Parker finished his drink, got to his feet, walked over to where the ice and gin were on the dresser, and made himself another. When he sat down again he said, “Tell me about your inside man.”

“A kid,” Fusco said. “Maybe twenty-four. College boy. Got kicked out of ROTC for some reason, that’s why he’s an enlisted man. Works in the finance office, clerk there.”

“He’s got keys?”

“Sure. He isn’t supposed to, you know, but he got himself a set.”

“Who knows he has them?”

“Me and Ellen. Now you.”

Parker shook his head. “What about his buddies on the base?”

“He ain’t that kind,” said Fusco. “He’s a loner, Parker. He’s got a couple buddies he drinks with sometimes, but he wouldn’t tell them nothing.”
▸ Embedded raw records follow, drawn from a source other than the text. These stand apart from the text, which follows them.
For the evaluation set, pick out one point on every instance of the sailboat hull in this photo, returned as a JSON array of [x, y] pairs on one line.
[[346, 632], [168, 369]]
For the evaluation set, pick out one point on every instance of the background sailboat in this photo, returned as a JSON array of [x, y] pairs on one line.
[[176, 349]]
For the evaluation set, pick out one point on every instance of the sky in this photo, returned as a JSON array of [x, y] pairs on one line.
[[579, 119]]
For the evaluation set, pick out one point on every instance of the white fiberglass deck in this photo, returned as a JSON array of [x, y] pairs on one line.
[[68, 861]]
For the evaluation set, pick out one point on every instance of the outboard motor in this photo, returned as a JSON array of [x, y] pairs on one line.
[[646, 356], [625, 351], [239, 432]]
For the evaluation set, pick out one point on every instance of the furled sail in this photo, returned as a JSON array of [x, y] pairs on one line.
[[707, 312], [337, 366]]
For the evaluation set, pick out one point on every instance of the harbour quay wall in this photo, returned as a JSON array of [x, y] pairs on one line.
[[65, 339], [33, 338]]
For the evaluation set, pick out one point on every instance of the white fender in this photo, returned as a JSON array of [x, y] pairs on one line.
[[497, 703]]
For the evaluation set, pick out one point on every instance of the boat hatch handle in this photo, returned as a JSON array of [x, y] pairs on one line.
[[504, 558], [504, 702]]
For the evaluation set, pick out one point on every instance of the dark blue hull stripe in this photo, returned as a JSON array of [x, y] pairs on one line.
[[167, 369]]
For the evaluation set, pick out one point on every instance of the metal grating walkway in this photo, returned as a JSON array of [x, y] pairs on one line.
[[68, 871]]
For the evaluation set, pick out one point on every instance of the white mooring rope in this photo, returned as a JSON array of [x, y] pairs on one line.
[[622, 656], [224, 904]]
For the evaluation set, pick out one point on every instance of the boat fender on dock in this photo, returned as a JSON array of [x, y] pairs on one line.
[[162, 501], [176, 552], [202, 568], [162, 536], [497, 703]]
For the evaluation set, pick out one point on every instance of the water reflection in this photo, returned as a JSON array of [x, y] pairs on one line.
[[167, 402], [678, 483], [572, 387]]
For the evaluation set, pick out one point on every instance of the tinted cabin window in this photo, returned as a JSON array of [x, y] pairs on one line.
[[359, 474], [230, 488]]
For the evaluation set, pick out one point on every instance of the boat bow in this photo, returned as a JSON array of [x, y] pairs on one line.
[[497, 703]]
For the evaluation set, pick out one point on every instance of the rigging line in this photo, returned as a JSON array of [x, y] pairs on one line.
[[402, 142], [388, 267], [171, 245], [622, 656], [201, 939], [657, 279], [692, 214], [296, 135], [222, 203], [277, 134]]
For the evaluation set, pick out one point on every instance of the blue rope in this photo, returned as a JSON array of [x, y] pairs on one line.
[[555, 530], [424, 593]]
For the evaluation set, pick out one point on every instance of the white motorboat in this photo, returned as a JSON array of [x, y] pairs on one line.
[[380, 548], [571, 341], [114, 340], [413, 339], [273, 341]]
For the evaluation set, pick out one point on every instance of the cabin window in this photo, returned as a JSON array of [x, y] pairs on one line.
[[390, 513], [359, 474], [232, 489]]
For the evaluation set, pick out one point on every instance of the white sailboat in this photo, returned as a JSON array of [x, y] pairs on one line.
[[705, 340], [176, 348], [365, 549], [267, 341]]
“You sure? Maybe he wants them in on it.”

“Hell, no.” Fusco was very emphatic. “Parker, I tell you the kid’s sharp, he knows you get professionals to do a professional job. He already told me, the string we put together doesn’t look good we can forget it, he’s out.”
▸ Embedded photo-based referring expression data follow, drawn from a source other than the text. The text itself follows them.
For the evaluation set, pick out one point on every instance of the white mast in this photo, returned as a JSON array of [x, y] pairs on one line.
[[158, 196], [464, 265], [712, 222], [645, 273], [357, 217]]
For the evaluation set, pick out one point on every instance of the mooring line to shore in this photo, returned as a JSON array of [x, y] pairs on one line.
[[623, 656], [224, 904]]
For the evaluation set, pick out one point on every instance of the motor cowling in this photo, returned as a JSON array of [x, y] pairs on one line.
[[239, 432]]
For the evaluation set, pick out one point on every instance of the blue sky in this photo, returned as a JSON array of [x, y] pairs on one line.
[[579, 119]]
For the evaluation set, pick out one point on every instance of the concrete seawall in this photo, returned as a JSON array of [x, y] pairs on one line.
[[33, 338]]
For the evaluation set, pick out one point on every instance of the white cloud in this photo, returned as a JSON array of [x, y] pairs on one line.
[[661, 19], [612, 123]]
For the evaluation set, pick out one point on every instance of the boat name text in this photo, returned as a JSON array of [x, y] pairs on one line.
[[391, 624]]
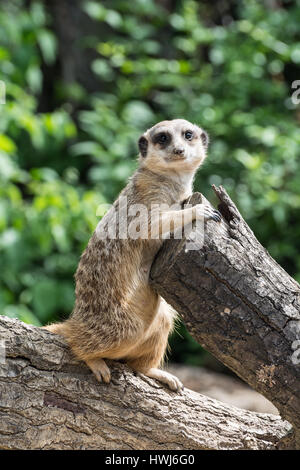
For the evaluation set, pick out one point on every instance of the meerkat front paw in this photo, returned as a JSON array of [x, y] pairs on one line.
[[166, 378], [207, 212], [99, 368]]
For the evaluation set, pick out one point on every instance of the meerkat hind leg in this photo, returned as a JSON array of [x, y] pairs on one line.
[[100, 369], [165, 377]]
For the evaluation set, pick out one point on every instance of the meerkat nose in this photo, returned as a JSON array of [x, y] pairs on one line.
[[178, 151]]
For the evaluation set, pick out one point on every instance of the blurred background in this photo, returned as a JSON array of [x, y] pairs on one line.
[[82, 80]]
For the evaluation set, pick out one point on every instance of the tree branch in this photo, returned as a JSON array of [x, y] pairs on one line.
[[49, 400], [239, 304]]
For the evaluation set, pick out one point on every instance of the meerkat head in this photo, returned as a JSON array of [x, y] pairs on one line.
[[173, 145]]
Parker said, “What about when the law leans on him afterward? They will, you know.”

”He’ll keep his head.”

“How do you know?”

Fusco made vague hand movements. “Because I know the kid. You’ll know it yourself, when you see him.”

“It doesn’t necessarily kill the job if we have to do it the other way,” Parker reminded him.
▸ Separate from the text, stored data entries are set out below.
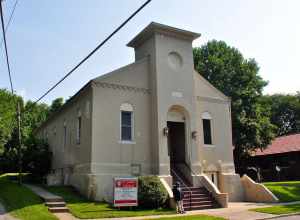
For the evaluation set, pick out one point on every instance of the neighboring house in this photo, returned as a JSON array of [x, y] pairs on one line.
[[156, 116], [280, 160]]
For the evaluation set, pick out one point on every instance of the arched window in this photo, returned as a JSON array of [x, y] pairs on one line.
[[64, 135], [126, 122], [207, 128]]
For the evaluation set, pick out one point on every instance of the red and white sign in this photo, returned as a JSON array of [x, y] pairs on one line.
[[125, 191]]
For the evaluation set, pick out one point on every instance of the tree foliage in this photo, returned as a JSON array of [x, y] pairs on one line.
[[285, 112], [56, 105], [8, 104], [36, 156], [237, 77]]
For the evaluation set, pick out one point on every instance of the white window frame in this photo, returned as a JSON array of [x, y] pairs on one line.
[[64, 136], [78, 128], [206, 115], [126, 107]]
Fusco was too far inside his own ideas to get what Parker meant. He said, “What other way?”

“If we have to lose the kid when the job’s over.”

“You mean, bump him?” Fusco seemed really shocked. “Christ, Parker, I told you he’s okay.”

“Any record?”

“I don’t think so. He’s only a kid.”

“Kids can have records.”

“You’ll have to ask him, I don’t know.”

Parker shrugged, said, “All right, let it go. What about this ex-woman of yours?”

“Ellen? What about her?”

“She’s in on it, isn’t she?”

“Sure,” said Fusco, throwing it away, as though he didn’t know why Parker would bring it up at all. “She knows about it, if that’s what you mean.”

“Does she sit in, or just kibitz?”

“Oh, no,” Fusco said, “Ellen wouldn’t want to work. But it’s okay her knowing. What the hell, she used to be with me, she knew all about everything I worked. She’s reliable, guaranteed.”

“What’s the set-up between you and her?”

Fusco shook his head. “Nothing,” he said. “Ellen don’t want me back, so that’s the way it is. She’s seeing some headshrinker, she’s got it all doped out, we shouldn’t of got married in the first place, it’s nobody’s fault, nobody should get mad at nobody.”